Monday, November 22nd 2021, 11:25 am
By: Alex Cameron


WASHINGTON, D.C. -

With the Oklahoma Legislature's decennial redistricting work complete, members of Oklahoma's congressional delegation say they are more than satisfied with the redrawn lines of their districts.

Related Story: Gov. Stitt Approves New Maps For Oklahoma's Congressional Districts, 1 New District Map For State House

The Republican-led effort culminated in a special session last week that saw both the House and Senate easily approve new state and federal district maps as is required following the release of new census data every ten years.

Democrats have been critical of the process and particularly critical of adjustments made to the 5th Congressional District, which currently encompasses much of Oklahoma City and its growing Hispanic population.

Under the GOP proposal, a hefty slice of southwest Oklahoma City -- home to tens of thousands of Hispanic residents, who tend to vote Democratic -- will become part of the 3rd Congressional District, while portions of heavily Republican Canadian, Logan and Lincoln Counties will be added to the 5th District.

Those changes, Democrats says, are a blatant attempt at making it easier for Republicans, and specifically, the Republican currently holding the 5th District seat, Rep.
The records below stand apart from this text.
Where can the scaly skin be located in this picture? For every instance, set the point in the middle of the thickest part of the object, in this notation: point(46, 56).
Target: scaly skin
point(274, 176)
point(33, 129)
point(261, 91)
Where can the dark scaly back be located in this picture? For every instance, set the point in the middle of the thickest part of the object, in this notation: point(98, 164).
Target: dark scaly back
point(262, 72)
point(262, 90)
Stephanie Bice, to hold onto it in the next general election.

Rep. Bice was on vacation and unable to comment for this story, but Rep. Frank Lucas says the converse is true for his 3rd District -- the changes are likely to make his next race tougher.

"Yes, it makes mine a little more competitive, but that’s OK," said Rep. Lucas in a recent interview. "I need every two years, I think as the founding fathers and mothers intended, to get out there and justify and explain why I should represent my good people."
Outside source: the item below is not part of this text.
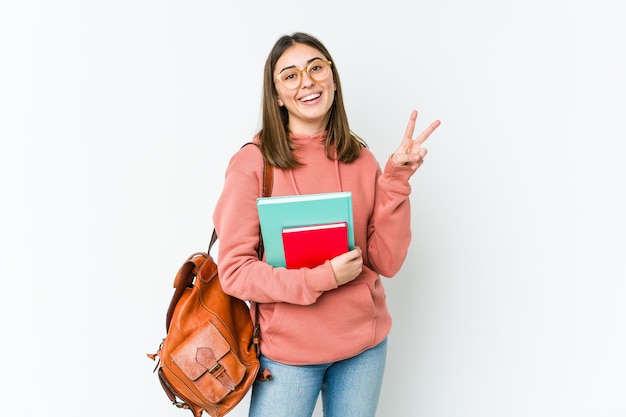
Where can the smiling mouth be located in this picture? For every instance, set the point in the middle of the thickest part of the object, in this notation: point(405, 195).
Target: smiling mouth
point(310, 97)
Lucas reminds Democrats and other skeptics that, underlines drawn by Democrats, his district included south Oklahoma City up until 20 years ago. "Just lots of good, solid, hard-working people," said Lucas, "so I’m happy to have them back...When I look at the maps, those people in South Oklahoma City have a whole lot in common with the rest of the third district of Oklahoma. We’re middle class, we are hard-working people, we’re trying to get the first step on the latter, we are culturally diverse."

"I look at the map and it makes a lot of sense to me," said Rep. Tom Cole (R-OK4), whose district changes minimally in the new configuration.

Congressman Cole says he remembers well the days when Democrats controlled the Legislature and thus controlled the redistricting process.

"Count me as skeptical about Democratic crocodile tears," Cole said in an interview last week. "They drew a lot worse lines than these and they know it. They shamelessly gerrymandered the state for decades."

The first election to use the new district boundaries will be the primary election next June.